The uncertainty creeps deeper and I only have passed one walker.

Jan Radesky


Send your poems or short prose to Mary Susan Gast for possible inclusion in this column as we support one another during the coronavirus pandemic.  Email to msgast45 at gmail dot com.

Local poets and authors on social distancing – “Going the Distance” (002)

Going the Distance

Local writers offer strength, hope, and solidarity in a time of social distancing

Appearing in the print edition of the Benicia Herald, April 3, 2020

Tuesdays with Helen

Helen is my closest friend of fifty years. We raised our kids in tandem sharing many heartbreaks and happy moments. The Covid-19 virus is invading our lifelong friendship. Helen lives in Walnut Creek. She can’t really see very well anymore and she can’t drive. She was my Tuesday date. I would go to Walnut Creek, take her to doctor’s appointments and shopping; we’d get pedicures, and go to the movies. Before coronavirus.

Now everything is closed except the grocery stores. Because of physical limitations we can’t walk far; sitting outside is not a great option either. The cold makes us stiff; we both have arthritis. Symptoms that often plague me at non-virus times, happening now, raise the question of whether my aching joints, sinus headaches, red itchy eyes, or lack of energy are a threat to friends. These are the kind of symptoms seniors tend to get with Covid-19. And Helen’s adult son lives with her. He goes out and who knows where he goes? And what he might bring home? So many questions.

In these difficult times I am left with two choices. Grocery shopping with her, or not.

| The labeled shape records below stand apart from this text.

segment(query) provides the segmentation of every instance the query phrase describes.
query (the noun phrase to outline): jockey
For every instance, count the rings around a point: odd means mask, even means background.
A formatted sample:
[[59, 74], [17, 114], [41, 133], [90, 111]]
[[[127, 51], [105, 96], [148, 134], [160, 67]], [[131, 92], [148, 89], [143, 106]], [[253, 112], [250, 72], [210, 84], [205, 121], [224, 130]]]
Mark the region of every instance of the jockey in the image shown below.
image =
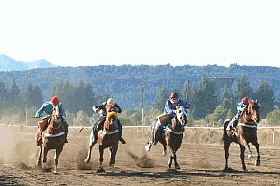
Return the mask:
[[[59, 101], [58, 97], [57, 96], [53, 96], [50, 101], [48, 102], [45, 102], [41, 108], [39, 110], [37, 110], [36, 114], [35, 114], [35, 118], [39, 118], [43, 115], [43, 112], [45, 112], [47, 114], [47, 116], [44, 116], [41, 121], [43, 121], [45, 124], [44, 126], [47, 126], [48, 125], [48, 119], [51, 117], [52, 115], [52, 111], [53, 111], [53, 107], [56, 107], [58, 106], [58, 111], [59, 111], [59, 114], [61, 115], [61, 121], [62, 121], [62, 124], [64, 126], [64, 129], [65, 129], [65, 143], [68, 143], [68, 140], [67, 140], [67, 135], [68, 135], [68, 124], [66, 122], [66, 113], [64, 111], [64, 108], [61, 104], [61, 102]], [[39, 131], [41, 131], [41, 129], [39, 128]], [[39, 138], [38, 141], [37, 141], [37, 144], [38, 142], [42, 140], [42, 138]]]
[[241, 102], [239, 102], [237, 104], [237, 114], [231, 119], [231, 121], [229, 122], [226, 130], [234, 130], [237, 126], [237, 123], [238, 123], [238, 119], [240, 118], [241, 116], [241, 113], [243, 111], [243, 109], [249, 105], [249, 99], [248, 97], [243, 97]]
[[[115, 101], [112, 98], [109, 98], [106, 102], [102, 103], [99, 106], [93, 106], [94, 110], [100, 110], [100, 117], [98, 118], [97, 121], [97, 127], [93, 126], [92, 130], [93, 133], [95, 134], [95, 139], [92, 145], [97, 143], [97, 131], [102, 130], [104, 126], [104, 122], [106, 120], [107, 116], [107, 107], [110, 106], [114, 110], [114, 112], [121, 113], [122, 109], [121, 107], [115, 103]], [[125, 140], [122, 137], [122, 124], [119, 119], [117, 119], [117, 125], [118, 125], [118, 131], [119, 131], [119, 140], [122, 144], [126, 144]]]
[[[189, 108], [189, 103], [187, 101], [183, 101], [181, 99], [179, 99], [179, 96], [176, 92], [172, 92], [170, 95], [170, 98], [166, 101], [165, 106], [164, 106], [164, 114], [166, 115], [170, 115], [170, 118], [173, 118], [174, 116], [176, 116], [176, 109], [178, 109], [178, 107], [183, 106], [184, 108], [188, 109]], [[187, 122], [187, 118], [186, 122]], [[154, 136], [154, 145], [157, 144], [158, 139], [160, 137], [160, 134], [163, 132], [163, 128], [166, 127], [166, 125], [170, 124], [170, 121], [167, 121], [165, 123], [161, 123], [161, 125], [159, 125], [156, 128], [155, 131], [155, 136]]]

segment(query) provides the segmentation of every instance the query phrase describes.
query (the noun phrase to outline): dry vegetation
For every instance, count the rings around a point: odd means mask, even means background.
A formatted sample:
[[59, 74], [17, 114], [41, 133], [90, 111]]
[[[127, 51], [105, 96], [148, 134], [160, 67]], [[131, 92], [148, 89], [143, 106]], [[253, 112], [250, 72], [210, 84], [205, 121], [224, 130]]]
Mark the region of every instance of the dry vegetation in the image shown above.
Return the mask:
[[[90, 129], [79, 132], [71, 128], [69, 144], [62, 151], [58, 174], [52, 174], [54, 152], [42, 169], [35, 167], [38, 148], [35, 146], [36, 127], [0, 126], [0, 185], [279, 185], [280, 129], [259, 129], [261, 166], [247, 159], [249, 173], [242, 173], [239, 147], [230, 147], [229, 166], [232, 173], [223, 173], [224, 151], [221, 129], [187, 128], [177, 156], [180, 171], [167, 171], [168, 157], [162, 146], [144, 150], [148, 130], [125, 128], [126, 145], [119, 145], [116, 167], [108, 166], [109, 152], [105, 151], [106, 173], [97, 174], [98, 148], [94, 147], [89, 164], [84, 163]], [[255, 149], [253, 152], [255, 152]]]

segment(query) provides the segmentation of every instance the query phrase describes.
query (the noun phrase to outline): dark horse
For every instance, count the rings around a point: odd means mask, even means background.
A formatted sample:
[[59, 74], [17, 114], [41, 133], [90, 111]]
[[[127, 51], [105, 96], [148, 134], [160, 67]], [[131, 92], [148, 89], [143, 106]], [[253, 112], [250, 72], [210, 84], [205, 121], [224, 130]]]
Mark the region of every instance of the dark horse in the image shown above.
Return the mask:
[[224, 150], [225, 150], [225, 168], [224, 172], [231, 172], [232, 169], [228, 167], [228, 158], [229, 158], [229, 146], [232, 142], [239, 144], [240, 147], [240, 159], [242, 163], [243, 172], [248, 172], [245, 161], [244, 161], [244, 152], [245, 148], [248, 149], [248, 157], [252, 157], [252, 151], [249, 144], [251, 143], [256, 147], [257, 150], [257, 159], [255, 162], [256, 166], [260, 166], [260, 152], [259, 152], [259, 143], [257, 138], [257, 123], [260, 121], [260, 111], [259, 111], [258, 100], [252, 100], [249, 102], [238, 120], [236, 127], [237, 134], [234, 134], [232, 131], [227, 131], [227, 125], [230, 122], [230, 119], [226, 119], [224, 122]]
[[61, 116], [58, 113], [58, 107], [53, 107], [49, 124], [46, 130], [42, 133], [42, 141], [39, 144], [40, 151], [37, 159], [37, 166], [42, 166], [42, 157], [43, 163], [46, 163], [48, 151], [50, 149], [55, 149], [53, 173], [57, 173], [58, 158], [63, 150], [65, 137], [65, 129], [61, 122]]
[[166, 155], [167, 146], [170, 149], [170, 156], [167, 163], [167, 168], [171, 169], [172, 161], [174, 160], [175, 170], [180, 169], [177, 162], [177, 150], [181, 147], [184, 133], [184, 126], [187, 122], [187, 112], [184, 107], [179, 107], [176, 110], [176, 116], [170, 116], [162, 114], [158, 116], [158, 119], [151, 125], [150, 139], [148, 145], [145, 146], [146, 150], [149, 151], [151, 146], [154, 144], [155, 130], [162, 124], [166, 124], [171, 120], [171, 124], [167, 125], [164, 130], [160, 133], [159, 142], [163, 145], [163, 155]]
[[[115, 160], [116, 155], [119, 147], [119, 131], [118, 131], [118, 125], [117, 125], [117, 118], [118, 115], [116, 112], [108, 112], [106, 121], [104, 122], [103, 130], [98, 131], [98, 149], [99, 149], [99, 167], [97, 172], [102, 173], [105, 172], [102, 163], [103, 163], [103, 155], [104, 155], [104, 149], [109, 148], [111, 158], [109, 165], [112, 167], [112, 170], [114, 170], [115, 166]], [[95, 138], [94, 132], [91, 132], [90, 135], [90, 142], [89, 142], [89, 150], [87, 158], [85, 159], [85, 162], [88, 163], [91, 158], [91, 151], [92, 147], [94, 146], [92, 141]]]

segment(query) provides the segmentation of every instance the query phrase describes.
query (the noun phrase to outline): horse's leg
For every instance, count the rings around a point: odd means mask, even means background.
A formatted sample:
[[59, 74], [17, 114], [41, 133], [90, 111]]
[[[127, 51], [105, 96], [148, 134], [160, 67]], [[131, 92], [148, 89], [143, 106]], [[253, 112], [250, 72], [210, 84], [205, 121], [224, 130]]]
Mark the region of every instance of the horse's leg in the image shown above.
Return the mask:
[[42, 145], [42, 154], [43, 154], [43, 163], [46, 163], [47, 162], [47, 155], [48, 155], [48, 149], [47, 147], [44, 147]]
[[59, 147], [59, 148], [57, 148], [55, 150], [55, 154], [54, 154], [54, 170], [53, 170], [54, 174], [57, 173], [58, 158], [59, 158], [59, 155], [62, 152], [62, 150], [63, 150], [63, 146], [61, 146], [61, 147]]
[[256, 147], [256, 150], [257, 150], [257, 159], [255, 161], [255, 165], [260, 166], [261, 165], [260, 145], [258, 142], [253, 143], [253, 145]]
[[88, 163], [88, 162], [90, 161], [92, 147], [93, 147], [93, 146], [89, 146], [89, 148], [88, 148], [87, 158], [85, 159], [85, 162], [86, 162], [86, 163]]
[[111, 149], [111, 159], [110, 159], [110, 166], [112, 168], [112, 171], [115, 171], [115, 163], [116, 163], [116, 155], [117, 155], [117, 151], [118, 151], [118, 143], [117, 144], [113, 144]]
[[245, 137], [244, 137], [242, 134], [241, 134], [241, 136], [240, 136], [239, 141], [240, 141], [241, 145], [243, 145], [244, 147], [246, 147], [246, 148], [248, 149], [248, 151], [249, 151], [248, 158], [251, 158], [251, 157], [253, 156], [253, 154], [252, 154], [250, 145], [248, 145], [248, 143], [247, 143]]
[[111, 151], [111, 159], [110, 159], [110, 166], [114, 166], [116, 162], [116, 155], [118, 151], [118, 144], [113, 144], [112, 147], [110, 148]]
[[103, 154], [104, 154], [104, 148], [102, 145], [99, 145], [99, 166], [98, 166], [98, 173], [102, 173], [105, 172], [105, 170], [103, 169]]
[[225, 151], [225, 168], [224, 168], [224, 172], [229, 171], [229, 167], [228, 167], [228, 158], [229, 158], [229, 147], [230, 147], [230, 142], [226, 141], [228, 139], [224, 139], [224, 151]]
[[38, 155], [38, 158], [37, 158], [37, 166], [38, 167], [42, 167], [42, 146], [41, 145], [39, 148], [39, 155]]
[[169, 159], [168, 159], [168, 162], [167, 162], [167, 168], [168, 168], [168, 169], [171, 169], [171, 164], [172, 164], [173, 158], [174, 158], [174, 151], [171, 150], [170, 156], [169, 156]]
[[175, 169], [181, 169], [181, 167], [179, 166], [178, 162], [177, 162], [177, 155], [176, 155], [176, 151], [174, 150], [174, 164], [175, 164]]
[[239, 147], [240, 147], [240, 159], [241, 159], [241, 163], [242, 163], [243, 172], [248, 172], [246, 165], [245, 165], [245, 160], [244, 160], [245, 146], [239, 144]]

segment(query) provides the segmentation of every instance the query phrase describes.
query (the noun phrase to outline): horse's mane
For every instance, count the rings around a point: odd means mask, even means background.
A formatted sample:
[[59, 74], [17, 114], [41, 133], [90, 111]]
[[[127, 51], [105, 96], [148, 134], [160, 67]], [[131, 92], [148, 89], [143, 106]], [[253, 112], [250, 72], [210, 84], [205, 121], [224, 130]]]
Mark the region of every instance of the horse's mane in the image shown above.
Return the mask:
[[258, 123], [260, 120], [258, 100], [252, 100], [249, 102], [241, 113], [240, 122], [246, 124]]

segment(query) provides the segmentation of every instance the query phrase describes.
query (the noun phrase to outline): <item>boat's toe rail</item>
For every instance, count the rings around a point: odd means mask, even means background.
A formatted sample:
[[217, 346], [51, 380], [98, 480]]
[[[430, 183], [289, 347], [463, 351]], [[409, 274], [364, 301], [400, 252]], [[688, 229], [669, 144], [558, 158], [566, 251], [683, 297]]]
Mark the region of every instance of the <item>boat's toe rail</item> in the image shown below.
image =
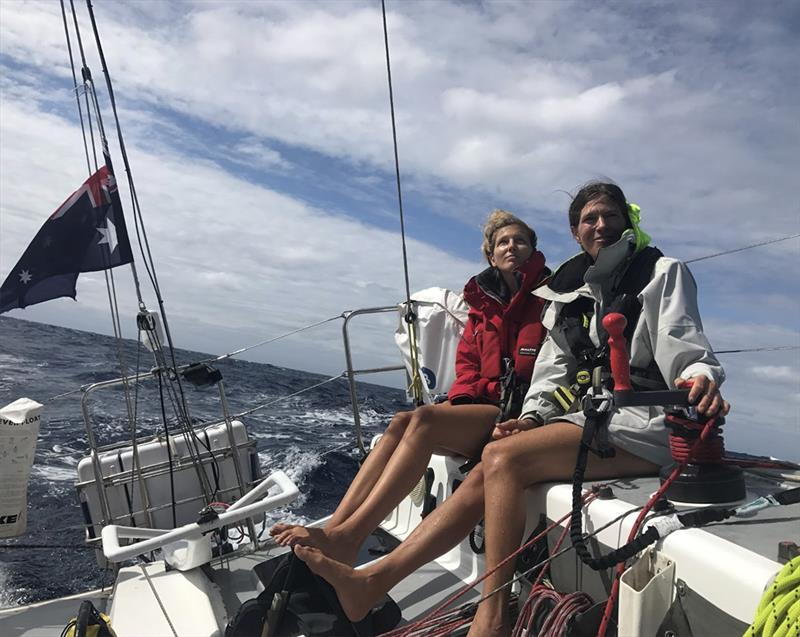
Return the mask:
[[109, 617], [118, 637], [219, 637], [225, 606], [200, 569], [167, 571], [154, 562], [120, 569]]
[[[272, 492], [273, 489], [277, 492]], [[299, 494], [297, 486], [283, 471], [275, 471], [209, 522], [192, 522], [172, 530], [110, 524], [103, 528], [103, 554], [116, 563], [164, 549], [170, 565], [186, 571], [211, 560], [210, 531], [284, 506]], [[123, 546], [120, 540], [141, 541]]]

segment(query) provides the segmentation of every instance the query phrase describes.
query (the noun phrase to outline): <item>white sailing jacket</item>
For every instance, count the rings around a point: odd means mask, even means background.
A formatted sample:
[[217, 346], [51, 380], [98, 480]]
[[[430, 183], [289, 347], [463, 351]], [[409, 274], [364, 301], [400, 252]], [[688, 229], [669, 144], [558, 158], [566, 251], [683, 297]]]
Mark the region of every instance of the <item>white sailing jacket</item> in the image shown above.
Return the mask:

Here’s the rub. She’s a very tactile person, a hugger. And she likes to pick everything up, touch it, squeeze it, read the labels, expiration dates, etc. She carries a magnifying glass with her. It takes forever. She’s lonely and friendly and likes to talk to people. People respecting the six-foot physical distance aren’t as receptive these days. They want to get in and get out. I have offered to order food for her online and have it sent. She has no technology in her home besides the jitterbug phone I got her so she could call from wherever for help if needed. She is not receptive to more technology.

I am torn up. If it was a family member, like my mother or sister, I would just put my foot down and insist that she accept food ordering and delivery. But this being her only opportunity to move among the living, I can’t discourage it. Her son still takes her to the store. It is still an ordeal.

Beth Grimm


The Way of Balance

In everything evil, the potential for good;
in everything good, the potential for evil.
We live by the grace of the Great Mystery
and the goodness of one human being toward another.